31.6 Complete Generation Function

def generate_text(model, prompt, max_tokens=100,
                  temperature=0.8, top_k=50, top_p=0.9):
    """
    Generate text from a prompt.

    Args:
        model: Trained GPT model
        prompt: Text prompt
        max_tokens: Maximum tokens to generate
        temperature: Sampling temperature
        top_k: Top-k filtering
        top_p: Nucleus sampling threshold
    """
    enc = tiktoken.get_encoding("gpt2")

    # Encode prompt
    tokens = enc.encode(prompt)
    idx = Tensor([tokens])

    # Generate
    model.eval()
    for _ in range(max_tokens):
        idx_cond = idx if idx.shape[1] <= model.config.block_size else \
                   idx[:, -model.config.block_size:]
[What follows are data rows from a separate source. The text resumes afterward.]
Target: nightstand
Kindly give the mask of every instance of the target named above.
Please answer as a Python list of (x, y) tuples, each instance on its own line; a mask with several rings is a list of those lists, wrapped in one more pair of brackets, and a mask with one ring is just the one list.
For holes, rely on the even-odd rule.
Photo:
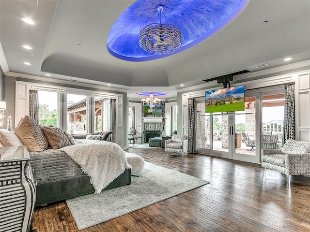
[(29, 232), (35, 187), (25, 146), (0, 147), (0, 232)]

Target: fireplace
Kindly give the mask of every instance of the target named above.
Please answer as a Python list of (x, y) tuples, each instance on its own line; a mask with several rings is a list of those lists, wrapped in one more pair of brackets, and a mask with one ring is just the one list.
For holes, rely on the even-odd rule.
[(149, 140), (155, 137), (161, 137), (160, 130), (145, 130), (145, 142), (148, 143)]

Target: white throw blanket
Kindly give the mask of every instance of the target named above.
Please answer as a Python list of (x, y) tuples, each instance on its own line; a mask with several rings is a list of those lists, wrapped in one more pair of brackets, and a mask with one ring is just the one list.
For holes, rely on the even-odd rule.
[(125, 169), (131, 168), (124, 151), (117, 144), (106, 141), (90, 141), (65, 146), (65, 152), (91, 177), (95, 194), (101, 190)]

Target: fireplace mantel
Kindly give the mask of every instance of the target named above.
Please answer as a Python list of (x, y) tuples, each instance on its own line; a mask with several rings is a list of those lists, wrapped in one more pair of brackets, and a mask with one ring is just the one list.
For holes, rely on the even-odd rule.
[(163, 117), (143, 117), (143, 123), (162, 123), (163, 122)]

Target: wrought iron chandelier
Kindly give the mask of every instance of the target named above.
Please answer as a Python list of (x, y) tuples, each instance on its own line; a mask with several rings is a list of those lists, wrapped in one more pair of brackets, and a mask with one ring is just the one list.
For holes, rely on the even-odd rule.
[(159, 23), (152, 23), (141, 29), (139, 44), (150, 53), (172, 53), (181, 47), (181, 31), (170, 24), (162, 24), (164, 7), (158, 6), (157, 10), (159, 12)]
[(154, 98), (153, 93), (150, 94), (150, 97), (147, 98), (142, 98), (142, 102), (145, 105), (150, 106), (150, 109), (152, 110), (154, 106), (160, 104), (160, 99)]

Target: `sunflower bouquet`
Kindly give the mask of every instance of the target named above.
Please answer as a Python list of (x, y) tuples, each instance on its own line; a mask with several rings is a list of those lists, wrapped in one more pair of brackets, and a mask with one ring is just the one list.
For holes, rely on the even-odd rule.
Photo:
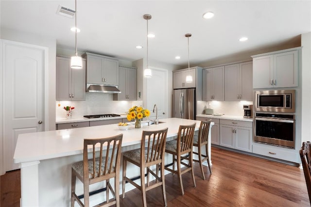
[(134, 106), (128, 110), (126, 118), (128, 121), (135, 120), (135, 128), (140, 128), (141, 119), (150, 115), (150, 111), (148, 109)]

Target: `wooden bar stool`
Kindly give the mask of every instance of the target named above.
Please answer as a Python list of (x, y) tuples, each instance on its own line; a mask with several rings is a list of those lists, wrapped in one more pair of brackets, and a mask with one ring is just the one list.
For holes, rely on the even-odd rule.
[[(207, 162), (207, 165), (209, 169), (209, 173), (212, 173), (210, 169), (210, 163), (209, 162), (209, 158), (208, 157), (208, 132), (209, 132), (209, 127), (211, 119), (207, 121), (202, 121), (200, 124), (199, 129), (199, 134), (198, 136), (194, 135), (193, 138), (193, 146), (198, 147), (198, 152), (193, 152), (193, 154), (197, 155), (198, 159), (193, 159), (193, 161), (199, 163), (201, 169), (201, 172), (203, 176), (203, 179), (205, 180), (204, 171), (203, 171), (203, 165), (202, 163), (205, 160)], [(202, 147), (205, 146), (206, 155), (202, 154)]]
[[(185, 193), (181, 177), (182, 175), (187, 172), (191, 171), (193, 185), (195, 187), (196, 186), (192, 163), (192, 146), (195, 124), (194, 123), (188, 126), (180, 126), (177, 140), (167, 142), (165, 147), (165, 152), (173, 155), (173, 163), (168, 165), (171, 165), (173, 164), (173, 169), (170, 168), (169, 166), (165, 167), (165, 169), (173, 173), (173, 175), (176, 174), (178, 175), (180, 188), (183, 195)], [(185, 154), (187, 155), (184, 156)], [(187, 159), (188, 163), (187, 164), (182, 161), (183, 159)], [(175, 161), (177, 161), (177, 170), (175, 170)], [(182, 171), (181, 164), (185, 167), (186, 169), (184, 169)]]
[[(117, 207), (120, 206), (119, 179), (122, 137), (123, 134), (120, 134), (105, 138), (85, 139), (83, 160), (74, 163), (71, 168), (71, 207), (74, 206), (76, 201), (80, 206), (88, 207), (89, 185), (104, 180), (106, 180), (106, 202), (98, 206), (108, 207), (116, 204)], [(99, 153), (96, 153), (95, 147), (99, 147), (99, 144), (97, 145), (98, 143), (100, 144), (100, 150)], [(92, 145), (92, 152), (89, 159), (87, 152), (88, 145)], [(103, 155), (104, 150), (106, 151), (105, 155)], [(76, 177), (84, 185), (84, 204), (76, 194)], [(109, 182), (112, 178), (115, 179), (114, 191)], [(114, 198), (112, 202), (109, 199), (109, 190)]]
[[(167, 206), (165, 183), (164, 180), (164, 151), (168, 128), (158, 131), (143, 131), (140, 149), (135, 149), (123, 153), (123, 182), (122, 183), (122, 197), (124, 198), (125, 181), (131, 183), (141, 191), (142, 203), (147, 206), (146, 191), (156, 187), (162, 186), (164, 206)], [(147, 141), (147, 143), (146, 143)], [(126, 177), (126, 163), (130, 162), (139, 167), (140, 169), (140, 185), (135, 183)], [(156, 173), (150, 167), (156, 166)], [(159, 167), (160, 176), (158, 176)], [(145, 184), (145, 168), (147, 168), (147, 187)], [(156, 178), (156, 182), (150, 185), (149, 173)]]
[(301, 164), (305, 175), (307, 190), (309, 196), (309, 201), (311, 204), (311, 152), (310, 152), (310, 142), (302, 143), (302, 146), (299, 150), (299, 155), (301, 159)]

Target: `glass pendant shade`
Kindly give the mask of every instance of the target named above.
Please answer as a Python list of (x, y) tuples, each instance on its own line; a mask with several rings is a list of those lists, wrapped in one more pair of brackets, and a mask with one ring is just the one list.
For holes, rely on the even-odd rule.
[(189, 82), (191, 82), (192, 81), (192, 77), (190, 75), (188, 75), (188, 76), (187, 76), (186, 77), (186, 82), (189, 83)]
[(72, 56), (70, 62), (70, 66), (73, 69), (82, 68), (82, 58), (79, 56)]
[(151, 77), (151, 69), (150, 68), (146, 68), (144, 70), (144, 76), (145, 77)]
[(186, 77), (186, 82), (188, 83), (192, 81), (192, 77), (190, 75), (190, 64), (189, 63), (189, 37), (192, 34), (190, 33), (185, 34), (185, 36), (188, 38), (188, 75)]

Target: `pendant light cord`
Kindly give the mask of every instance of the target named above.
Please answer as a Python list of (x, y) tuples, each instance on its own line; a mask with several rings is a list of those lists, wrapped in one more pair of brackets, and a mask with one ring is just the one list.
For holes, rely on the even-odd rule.
[(188, 38), (188, 75), (190, 75), (190, 64), (189, 63), (189, 37)]
[(147, 19), (147, 68), (148, 68), (148, 18)]
[(77, 50), (77, 0), (75, 0), (75, 44), (76, 44), (76, 56), (78, 56), (78, 51)]

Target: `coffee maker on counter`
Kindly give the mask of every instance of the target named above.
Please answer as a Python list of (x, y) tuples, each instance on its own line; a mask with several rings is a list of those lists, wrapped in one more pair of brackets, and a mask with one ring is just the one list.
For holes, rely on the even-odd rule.
[(243, 105), (243, 109), (244, 110), (244, 118), (252, 118), (253, 117), (253, 105)]

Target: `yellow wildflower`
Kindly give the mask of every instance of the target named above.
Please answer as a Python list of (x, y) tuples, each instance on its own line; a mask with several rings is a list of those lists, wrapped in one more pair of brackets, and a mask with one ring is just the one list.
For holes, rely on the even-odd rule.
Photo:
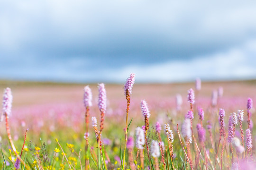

        logits, _ = model(idx_cond)
        logits = logits[:, -1, :] / temperature

        # Top-k filtering
        if top_k:
            top_k_vals = np.sort(logits.data[0])[-top_k]
            logits.data[logits.data < top_k_vals] = -np.inf

        probs = softmax(logits, axis=-1).data[0]

        # Top-p filtering
        if top_p < 1.0:
            sorted_idx = np.argsort(probs)[::-1]
            cumsum = np.cumsum(probs[sorted_idx])
            cutoff = np.searchsorted(cumsum, top_p) + 1
            mask = np.zeros_like(probs)
            mask[sorted_idx[:cutoff]] = 1
            probs = probs * mask
            probs = probs / probs.sum()

        # Sample
        next_token = np.random.choice(len(probs), p=probs)
        idx = Tensor(np.concatenate([idx.data, [[next_token]]], axis=1))

        # Stop at end-of-text token
        if next_token == enc.eot_token:
            break

    # Decode
    return enc.decode(idx.data[0].astype(int).tolist())

31.7 Example Usage

# Load trained model
model = GPT(GPTConfig())
model.load_state_dict(np.load("gpt_shakespeare.npz"))

# Generate text
prompt = "To be or not to be"
generated = generate_text(
    model,
    prompt,
    max_tokens=100,
    temperature=0.8,
    top_k=50
)

print(generated)

Example output (Shakespeare-trained):

To be or not to be, that is the question:
Whether 'tis nobler in the mind to suffer
The slings and arrows of outrageous fortune,
Or to take arms against a sea of troubles...

31.8 Part VIII Complete!

Tip

The Grand Finale! You’ve built GPT from scratch!

  • ✓ Embeddings (token + position)
  • ✓ Attention mechanism
  • ✓ Multi-head attention
  • ✓ Transformer blocks
  • ✓ Complete GPT model
  • ✓ Text generation

You understand every layer, every gradient, every token.

31.9 Summary

Text generation strategies:

Method Description Use Case
Greedy Pick highest prob Fast, deterministic
Temperature Scale logits Control randomness
Top-K Sample from top K Balance quality/diversity
Top-P Sample from nucleus Adaptive filtering

Congratulations! You’ve built a complete deep learning framework and trained GPT. The principles you’ve learned apply to all modern AI systems.